Behind the Canvas: The Approach (11/2023)

** Certain locations have been left intentionally vague but can be found and enjoyed with a little bit of research. Please practice responsible recreation ethics, leave no trace, watch for cryptobiotic soil, stay on developed trails, only camp in established areas, and generally respect the landscape. ** 

My partner and I had long bonded over a shared love for the backcountry of Zion. The quieter yet just as beautiful portions of the park, and those that sit right outside of it. 

Hayden had learned to climb at this particular area in college, so this area held a special place in his heart. I had been to the area to hike and explore, though I hadn’t climbed any of the routes yet. October of 2023, we decided to gather our friends for a (now traditional) birthday climbing trip in St George, with Zion Backcountry at the top of our list. 

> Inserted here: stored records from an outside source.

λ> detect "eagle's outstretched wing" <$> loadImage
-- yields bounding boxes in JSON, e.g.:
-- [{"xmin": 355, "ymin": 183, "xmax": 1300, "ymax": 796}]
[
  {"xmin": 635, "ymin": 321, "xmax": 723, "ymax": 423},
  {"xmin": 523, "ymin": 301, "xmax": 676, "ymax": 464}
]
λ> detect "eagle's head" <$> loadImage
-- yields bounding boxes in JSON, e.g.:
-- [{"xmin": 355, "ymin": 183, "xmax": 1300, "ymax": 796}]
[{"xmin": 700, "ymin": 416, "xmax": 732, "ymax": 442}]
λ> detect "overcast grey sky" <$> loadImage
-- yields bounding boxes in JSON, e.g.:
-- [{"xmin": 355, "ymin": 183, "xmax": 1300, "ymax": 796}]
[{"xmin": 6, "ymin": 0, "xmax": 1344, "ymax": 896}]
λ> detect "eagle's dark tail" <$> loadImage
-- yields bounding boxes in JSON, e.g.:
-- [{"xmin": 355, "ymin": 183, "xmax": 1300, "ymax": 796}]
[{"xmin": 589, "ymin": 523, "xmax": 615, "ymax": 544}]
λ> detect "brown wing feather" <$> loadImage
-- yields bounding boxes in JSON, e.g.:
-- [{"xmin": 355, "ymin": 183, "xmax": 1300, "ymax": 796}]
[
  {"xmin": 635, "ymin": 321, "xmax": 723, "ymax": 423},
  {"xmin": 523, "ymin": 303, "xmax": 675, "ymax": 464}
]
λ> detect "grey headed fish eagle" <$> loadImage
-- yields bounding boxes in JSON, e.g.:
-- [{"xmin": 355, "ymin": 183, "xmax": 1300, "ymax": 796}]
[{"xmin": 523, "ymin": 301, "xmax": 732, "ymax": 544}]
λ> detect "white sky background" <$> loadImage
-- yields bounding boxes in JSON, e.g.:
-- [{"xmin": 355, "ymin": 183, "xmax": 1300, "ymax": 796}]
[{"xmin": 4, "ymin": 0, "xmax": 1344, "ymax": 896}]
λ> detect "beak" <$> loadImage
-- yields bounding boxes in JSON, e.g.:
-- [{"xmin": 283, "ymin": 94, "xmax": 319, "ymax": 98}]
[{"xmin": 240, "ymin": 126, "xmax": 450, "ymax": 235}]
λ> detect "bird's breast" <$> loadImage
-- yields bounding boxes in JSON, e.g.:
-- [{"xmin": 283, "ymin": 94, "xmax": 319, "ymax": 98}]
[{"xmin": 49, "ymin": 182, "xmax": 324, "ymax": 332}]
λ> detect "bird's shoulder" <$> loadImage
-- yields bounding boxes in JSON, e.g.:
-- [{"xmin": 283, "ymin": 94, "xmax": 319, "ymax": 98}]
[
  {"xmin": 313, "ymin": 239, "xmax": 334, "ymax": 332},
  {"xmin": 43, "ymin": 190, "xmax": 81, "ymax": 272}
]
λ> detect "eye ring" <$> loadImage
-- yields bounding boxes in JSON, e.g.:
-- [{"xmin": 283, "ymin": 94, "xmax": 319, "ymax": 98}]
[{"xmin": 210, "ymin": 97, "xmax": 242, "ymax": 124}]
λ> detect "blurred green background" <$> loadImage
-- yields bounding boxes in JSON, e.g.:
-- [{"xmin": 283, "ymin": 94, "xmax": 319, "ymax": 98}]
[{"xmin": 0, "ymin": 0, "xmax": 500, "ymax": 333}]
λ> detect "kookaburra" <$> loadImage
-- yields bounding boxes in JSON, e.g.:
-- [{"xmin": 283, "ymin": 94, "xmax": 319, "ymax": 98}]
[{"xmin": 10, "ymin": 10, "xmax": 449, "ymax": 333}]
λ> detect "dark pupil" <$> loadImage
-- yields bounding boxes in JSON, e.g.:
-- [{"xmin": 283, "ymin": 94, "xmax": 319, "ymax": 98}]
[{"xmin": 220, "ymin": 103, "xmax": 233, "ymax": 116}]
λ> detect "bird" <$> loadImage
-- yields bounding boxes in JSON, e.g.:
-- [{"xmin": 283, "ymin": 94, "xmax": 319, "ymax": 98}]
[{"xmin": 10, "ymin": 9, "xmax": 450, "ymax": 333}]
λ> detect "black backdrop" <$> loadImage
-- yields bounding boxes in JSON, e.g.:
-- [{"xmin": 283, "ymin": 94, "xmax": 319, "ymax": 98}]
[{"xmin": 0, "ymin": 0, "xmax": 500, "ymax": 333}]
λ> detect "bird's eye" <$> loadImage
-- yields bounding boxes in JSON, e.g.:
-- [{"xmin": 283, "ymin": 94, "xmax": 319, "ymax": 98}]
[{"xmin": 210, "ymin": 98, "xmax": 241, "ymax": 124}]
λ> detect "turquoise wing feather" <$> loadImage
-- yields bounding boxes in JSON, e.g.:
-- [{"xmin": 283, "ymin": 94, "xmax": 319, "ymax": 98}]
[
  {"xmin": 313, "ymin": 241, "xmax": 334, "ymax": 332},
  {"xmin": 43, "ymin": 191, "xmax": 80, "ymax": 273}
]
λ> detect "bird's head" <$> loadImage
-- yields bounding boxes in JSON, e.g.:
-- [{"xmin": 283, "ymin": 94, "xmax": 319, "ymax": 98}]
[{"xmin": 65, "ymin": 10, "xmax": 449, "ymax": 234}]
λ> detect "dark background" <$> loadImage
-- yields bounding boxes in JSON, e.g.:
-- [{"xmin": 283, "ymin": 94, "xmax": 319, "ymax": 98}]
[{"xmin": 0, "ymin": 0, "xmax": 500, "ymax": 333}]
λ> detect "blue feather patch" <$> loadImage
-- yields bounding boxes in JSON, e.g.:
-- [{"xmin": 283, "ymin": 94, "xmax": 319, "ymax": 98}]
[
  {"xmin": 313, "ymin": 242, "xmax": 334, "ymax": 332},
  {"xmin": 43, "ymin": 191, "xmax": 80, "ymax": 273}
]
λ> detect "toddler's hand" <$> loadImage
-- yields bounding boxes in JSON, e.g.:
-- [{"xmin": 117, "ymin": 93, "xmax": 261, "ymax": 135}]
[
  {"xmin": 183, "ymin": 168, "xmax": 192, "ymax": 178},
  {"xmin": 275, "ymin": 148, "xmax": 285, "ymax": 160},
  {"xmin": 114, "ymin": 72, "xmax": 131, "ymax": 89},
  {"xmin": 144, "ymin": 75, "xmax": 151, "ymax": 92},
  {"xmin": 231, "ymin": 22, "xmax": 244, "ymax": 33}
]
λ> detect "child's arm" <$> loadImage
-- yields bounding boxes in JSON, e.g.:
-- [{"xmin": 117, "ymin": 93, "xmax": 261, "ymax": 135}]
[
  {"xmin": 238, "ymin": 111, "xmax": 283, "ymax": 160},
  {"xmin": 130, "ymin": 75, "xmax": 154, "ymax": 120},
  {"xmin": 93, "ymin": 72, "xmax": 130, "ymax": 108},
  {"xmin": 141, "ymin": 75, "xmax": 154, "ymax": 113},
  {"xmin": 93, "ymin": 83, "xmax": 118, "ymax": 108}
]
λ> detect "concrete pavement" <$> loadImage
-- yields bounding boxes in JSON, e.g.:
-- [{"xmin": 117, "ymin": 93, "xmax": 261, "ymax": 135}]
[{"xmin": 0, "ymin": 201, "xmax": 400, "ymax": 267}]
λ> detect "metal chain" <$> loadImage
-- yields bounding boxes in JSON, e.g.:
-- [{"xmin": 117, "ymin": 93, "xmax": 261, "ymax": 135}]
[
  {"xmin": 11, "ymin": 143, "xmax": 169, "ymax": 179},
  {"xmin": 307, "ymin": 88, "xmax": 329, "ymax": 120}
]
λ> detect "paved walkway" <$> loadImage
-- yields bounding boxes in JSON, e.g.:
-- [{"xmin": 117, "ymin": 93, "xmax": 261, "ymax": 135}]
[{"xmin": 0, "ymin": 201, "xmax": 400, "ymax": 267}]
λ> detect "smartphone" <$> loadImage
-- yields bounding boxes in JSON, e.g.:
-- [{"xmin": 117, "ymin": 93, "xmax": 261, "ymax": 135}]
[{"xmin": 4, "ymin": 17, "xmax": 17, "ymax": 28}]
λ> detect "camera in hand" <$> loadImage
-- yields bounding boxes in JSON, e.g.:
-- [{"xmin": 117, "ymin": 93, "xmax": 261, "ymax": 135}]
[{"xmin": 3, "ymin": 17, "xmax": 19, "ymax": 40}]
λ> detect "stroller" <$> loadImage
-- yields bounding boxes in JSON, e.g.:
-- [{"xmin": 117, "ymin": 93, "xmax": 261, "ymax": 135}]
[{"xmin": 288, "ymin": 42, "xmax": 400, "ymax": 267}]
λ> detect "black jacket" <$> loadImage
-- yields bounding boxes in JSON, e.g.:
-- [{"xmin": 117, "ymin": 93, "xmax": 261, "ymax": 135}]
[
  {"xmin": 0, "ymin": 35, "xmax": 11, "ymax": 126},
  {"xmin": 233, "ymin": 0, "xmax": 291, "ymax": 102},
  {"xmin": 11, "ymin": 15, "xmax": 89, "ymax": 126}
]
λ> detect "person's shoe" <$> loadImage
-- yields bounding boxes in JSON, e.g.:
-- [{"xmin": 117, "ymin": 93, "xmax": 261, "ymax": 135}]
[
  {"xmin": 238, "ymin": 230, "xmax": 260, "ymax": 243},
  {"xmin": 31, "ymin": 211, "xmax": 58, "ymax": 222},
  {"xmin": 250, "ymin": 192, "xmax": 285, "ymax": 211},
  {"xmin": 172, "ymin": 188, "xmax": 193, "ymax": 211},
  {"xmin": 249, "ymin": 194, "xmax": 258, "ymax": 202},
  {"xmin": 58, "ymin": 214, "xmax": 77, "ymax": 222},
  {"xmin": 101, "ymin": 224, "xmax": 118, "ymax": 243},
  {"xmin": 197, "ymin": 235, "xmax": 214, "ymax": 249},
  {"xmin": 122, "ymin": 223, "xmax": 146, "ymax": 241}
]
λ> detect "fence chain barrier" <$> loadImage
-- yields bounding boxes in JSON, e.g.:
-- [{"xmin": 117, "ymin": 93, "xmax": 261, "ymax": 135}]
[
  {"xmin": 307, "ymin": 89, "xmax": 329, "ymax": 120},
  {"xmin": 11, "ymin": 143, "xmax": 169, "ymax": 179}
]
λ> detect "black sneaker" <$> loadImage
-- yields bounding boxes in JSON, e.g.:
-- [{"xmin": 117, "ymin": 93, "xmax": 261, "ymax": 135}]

Over the next three days we climbed from morning til night, our headlamps guiding the way up the wall when the stars began to peek out from the slot. After my brother Sam sending it first -for the sake of acquiring “booty” (abandoned gear)- we made multiple runs up Beastiality (5.11 a/b), the fan favorite of this trip. The neighboring Nutten’ but Mutton (5.11 c) was well loved, though definitely tired us out more with razor edge crimps. Amongst our logged climbs were Ewe-Phoria (5.10b), Ewe People Suck (5.12b), Italian Route (5.10a), and of course… Easy Up (5.6).

We ended the trip with Time’s-a-wastin, (5.12b) full of crimps, delicate moves, and some pretty terrifying run-outs. Sam rope-gunned this for us in the dark, as the rest of us cheered him on below in awe. For the rest of us, this route was a bit above our grade, literally a “shot in the dark” but Hayden and I both flashed the route on top rope and were damn proud of it. 

This trip was most definitely one for the books, good climbs and great company. “The Approach” is a love letter, to both Zion Backcountry and to my partner, Hayden, who shared a place so dear to him with me. This piece depicts our first evening here, approaching the canyon, rustling through the sagebrush and juniper as the setting sun painted the landscape golden. “The Approach” intends to tell a story, not just of a climbing trip, or even of the laughter shared over the duration of it, but the story of the connections we have to the places we love and the people we love.